Kurt Weinsheimer
Kurt Weinsheimer

When tragedy or turmoil strikes, tourism suffers. How much depends on the nature of the crisis and things like media coverage. For example, Greece's recent economic unsteadiness and Tunisia's terrorist attacks have garnered media attention, consequently causing an increase in searches for both destinations, yet a drop in actual bookings. Here, we examine travel intent for both countries to see how these current events are affecting tourism, starting with Tunisia.

The Sousse terror attack in Tunisia

Tunisia is an almost by-the-book example of how instability impacts travel. We compared behavior affected by attacks in March and June, starting with the latter, which took place in Sousse, a Mediterranean seaside tourist magnet. In the days immediately after the June 26 terrorist attack that killed 38 people, including 30 U.K. tourists, the travel intent volatility began. Counterintuitively, flight searches from the U.K. and Ireland were up by 11%, possibly prompted by travelers' curiosity and the media spotlight, but a few days later flight searches dropped by 16%.

Travel intent lower now than in March

When taking a longer look at travel from the U.K., we see a greater impact on airline bookings as a result of the Sousse terror attack than from the previous attack at the Bardo National Museum in Tunisia's capital, Tunis, on March 18. The month after the museum attack, there was a 17% decline in bookings; in July, after the Sousse attack, we saw a 76% decline, to just 24% of March volume.

Government guidance had an impact. When the U.K.'s governing Foreign & Commonwealth Office advised against all nonessential travel to Tunisia on July 8, Ireland quickly followed suit. In fact, many tour operators and airlines have ceased service from the U.K. to Tunisia until the end of October.

Despite these warnings, online travel searches jumped on July 10 and doubled with respect to the day of the attack. We interpret this surprising spike as people taking interest in the government's announcement, potentially also looking for alternative ways into Tunisia.
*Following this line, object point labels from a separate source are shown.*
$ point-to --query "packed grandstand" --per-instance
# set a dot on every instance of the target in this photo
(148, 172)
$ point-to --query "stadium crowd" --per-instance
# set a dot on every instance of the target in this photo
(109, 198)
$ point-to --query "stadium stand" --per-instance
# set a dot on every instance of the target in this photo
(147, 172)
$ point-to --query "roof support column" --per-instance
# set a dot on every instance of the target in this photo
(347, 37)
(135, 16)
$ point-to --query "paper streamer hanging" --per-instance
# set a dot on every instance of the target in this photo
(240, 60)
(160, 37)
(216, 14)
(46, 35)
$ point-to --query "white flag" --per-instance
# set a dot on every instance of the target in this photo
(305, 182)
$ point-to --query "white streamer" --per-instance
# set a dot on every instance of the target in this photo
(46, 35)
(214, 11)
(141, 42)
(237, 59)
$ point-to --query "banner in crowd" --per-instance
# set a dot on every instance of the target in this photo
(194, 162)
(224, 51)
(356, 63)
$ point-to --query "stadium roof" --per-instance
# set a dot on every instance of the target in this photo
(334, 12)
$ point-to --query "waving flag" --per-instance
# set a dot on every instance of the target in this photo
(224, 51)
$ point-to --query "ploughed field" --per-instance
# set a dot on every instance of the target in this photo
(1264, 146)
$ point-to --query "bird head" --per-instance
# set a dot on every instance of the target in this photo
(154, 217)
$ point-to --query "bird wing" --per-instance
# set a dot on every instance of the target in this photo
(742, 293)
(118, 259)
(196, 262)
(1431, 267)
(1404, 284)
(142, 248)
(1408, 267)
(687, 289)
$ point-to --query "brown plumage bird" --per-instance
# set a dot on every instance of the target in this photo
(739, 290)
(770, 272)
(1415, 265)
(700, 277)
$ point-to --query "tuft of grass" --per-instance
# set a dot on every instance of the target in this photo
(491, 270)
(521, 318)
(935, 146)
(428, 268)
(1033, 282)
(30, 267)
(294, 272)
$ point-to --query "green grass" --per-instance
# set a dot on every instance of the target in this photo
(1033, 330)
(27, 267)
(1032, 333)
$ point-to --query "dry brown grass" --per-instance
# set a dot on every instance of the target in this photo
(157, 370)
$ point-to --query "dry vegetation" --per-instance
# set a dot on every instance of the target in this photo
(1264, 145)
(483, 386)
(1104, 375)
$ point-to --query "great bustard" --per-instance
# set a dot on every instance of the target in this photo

This interest was short-lived, though. From July 14 onward, travel intent plummets to 60% of pre-attack levels.

The debt crisis in Greece

Greece is one of the world's top tourist destinations. Prior to the economic crisis and referendum announcement in June, Greece consistently saw travel intent comparable to its four major Mediterranean competitors: Croatia, Italy, Spain and Turkey. But as economic tensions rose, travel demand fell.

Travel interest began declining in early June as Greece economic stress started getting attention again, with Greece dropping 10 percentage points in travel searches vs. the average of its competitive set on June 10. As talks between the E.U., the International Monetary Fund and Greece became more heated, the effect intensified.

Following the Greek referendum on June 27, searches for the country fell to 30% below the average of the other Mediterranean market searches. After the referendum on July 5, a debt crisis settlement was announced, and the gap started closing, though it has not closed completely.

What's next for Greece and Tunisia?

Despite the country's financial difficulties, global traveler interest in Greece has been remarkably stable over the past two quarters, keeping it in the global Top 10. Greece also remains a Top 10 destination for Europeans but drops from fourth in the first quarter to eighth in the second quarter.

Even if Greece left the eurozone, its tourism could ultimately benefit from the devaluation of its currency, potentially bringing about an increase in tourism.

Tunisia's story is a bit murkier, and terrorist attacks on tourists are certainly of greater concern to the average traveler (and governments) than economic instability. Yet even that is not insurmountable. According to a recent Deloitte report for the World Economic Forum, the pace at which travel recovers after political unrest or a violent event has "shortened significantly" over the last 15 years.  

Overall, there is hope for both markets, assuming the unrest settles. After all, it wasn't long ago that Iceland was in the throes of a severe economic depression (2008 to 2010), and Haiti was decimated by a catastrophic earthquake (2010). Today, Haiti tops the list of destinations with the fastest-growing traveler interest from the U.S., up 34 spots from last summer. Iceland is also in the top three of fastest-rising destinations for both U.S. and E.U. travelers.  

In the end, it's crucial for travel professionals to stay on top of world events, because travelers do, and they change their behavior with the changing conditions faster than they did even just a few years ago.